Police: Man At Center Of Bizarre UWS Restaurant Attack Was Suspect In Boston Cold-Case

NEW YORK (CBSNewYork/AP) — Authorities say a man who died after jumping out of a freezer and threatening employees with a knife at a New York City brunch hotspot was a suspected cold-case killer who'd just been released from jail in Boston.

Police say 54-year-old Carlton Henderson screamed "Away from me, Satan!" as he rushed out of the walk-in freezer at Sarabeth's Restaurant around 11 a.m. Sunday. Police say he went into cardiac arrest after kitchen employees stripped away the knife and took him to the floor.

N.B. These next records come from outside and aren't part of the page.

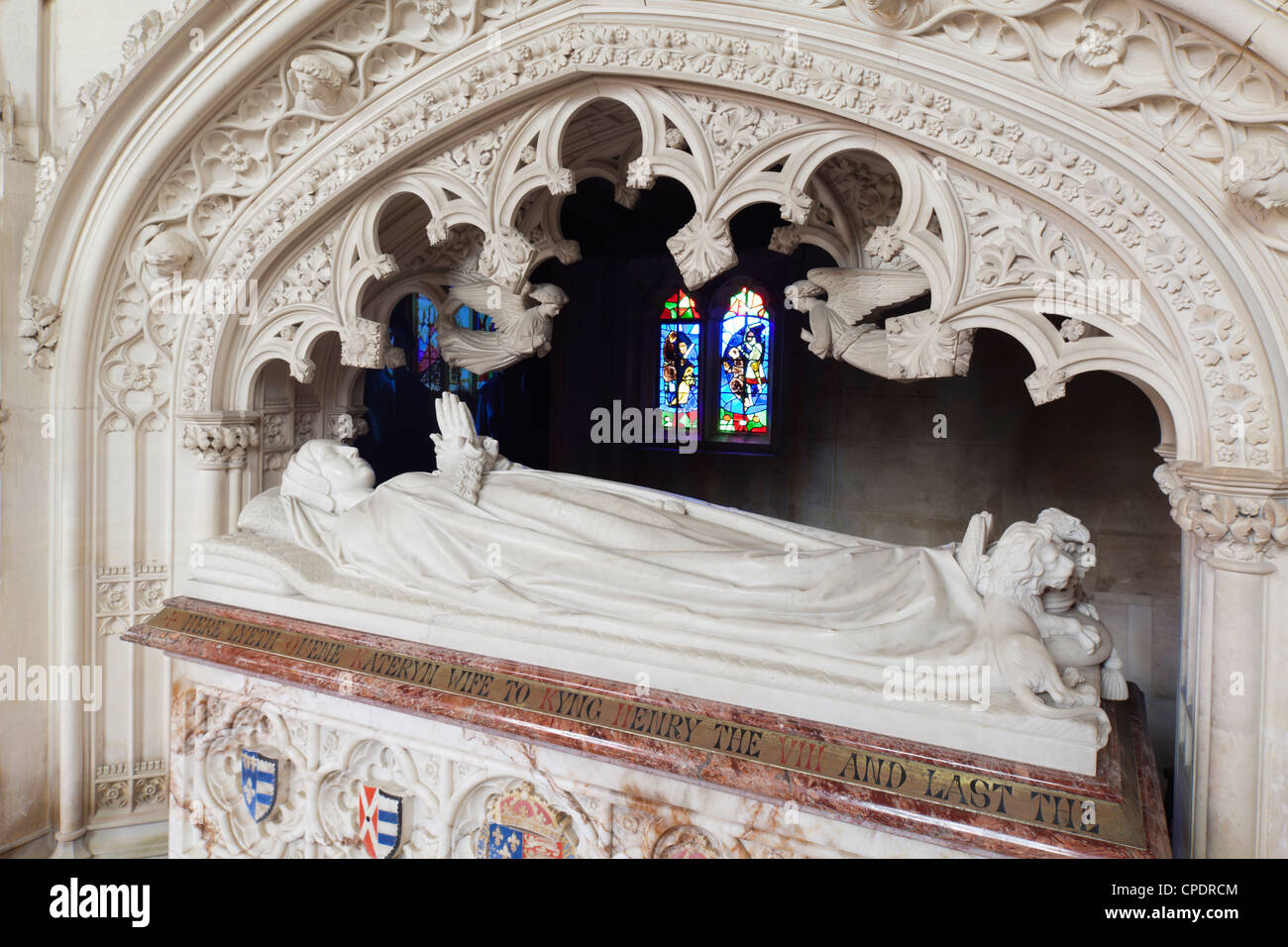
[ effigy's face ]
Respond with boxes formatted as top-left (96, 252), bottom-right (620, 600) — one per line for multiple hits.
top-left (318, 445), bottom-right (376, 496)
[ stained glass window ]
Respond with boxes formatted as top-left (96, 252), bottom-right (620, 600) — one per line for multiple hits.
top-left (718, 286), bottom-right (773, 437)
top-left (415, 295), bottom-right (492, 391)
top-left (657, 291), bottom-right (702, 428)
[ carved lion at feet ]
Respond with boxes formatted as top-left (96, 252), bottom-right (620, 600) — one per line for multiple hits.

Carlton Henderson. (credit: CBS2)

Henderson was facing murder charges in the 1988 shooting deaths of 26-year-old William Medina and 22-year-old Antonio Dos Reis. Henderson, 54, of Cave Creek, Arizona, got out of jail last Wednesday when a judge threw out key evidence in the pending double-murder case and ordered him released on his own recognizance.

Judge Janet Sanders said Henderson's 1993 statements suggesting his involvement in the 1988 killings were inadmissible because he and investigators had an understanding that they couldn't be used against him.

Henderson was looking to trade the information for a reduction in his 15-year prison sentence on drug and gun charges, Sanders wrote, and investigators treated him as a cooperating witness — not a target or a suspect — in his 55 hours of questioning.

Prosecutors argued such an informal immunity agreement, known as a proffer, would have been made in writing and no corroborating paperwork has been found.

Police arrested Henderson in St. Louis, Missouri, in June 2017 after bullets from the Boston killings were matched to a gun recovered in a fatal shooting in Miami in 1993.

The NYC Medical Examiner will determine Henderson's cause of death as investigators look into why he went into the restaurant, how he got into the freezer, and how long he was in there for. The restaurant has not responded to multiple requests for comment.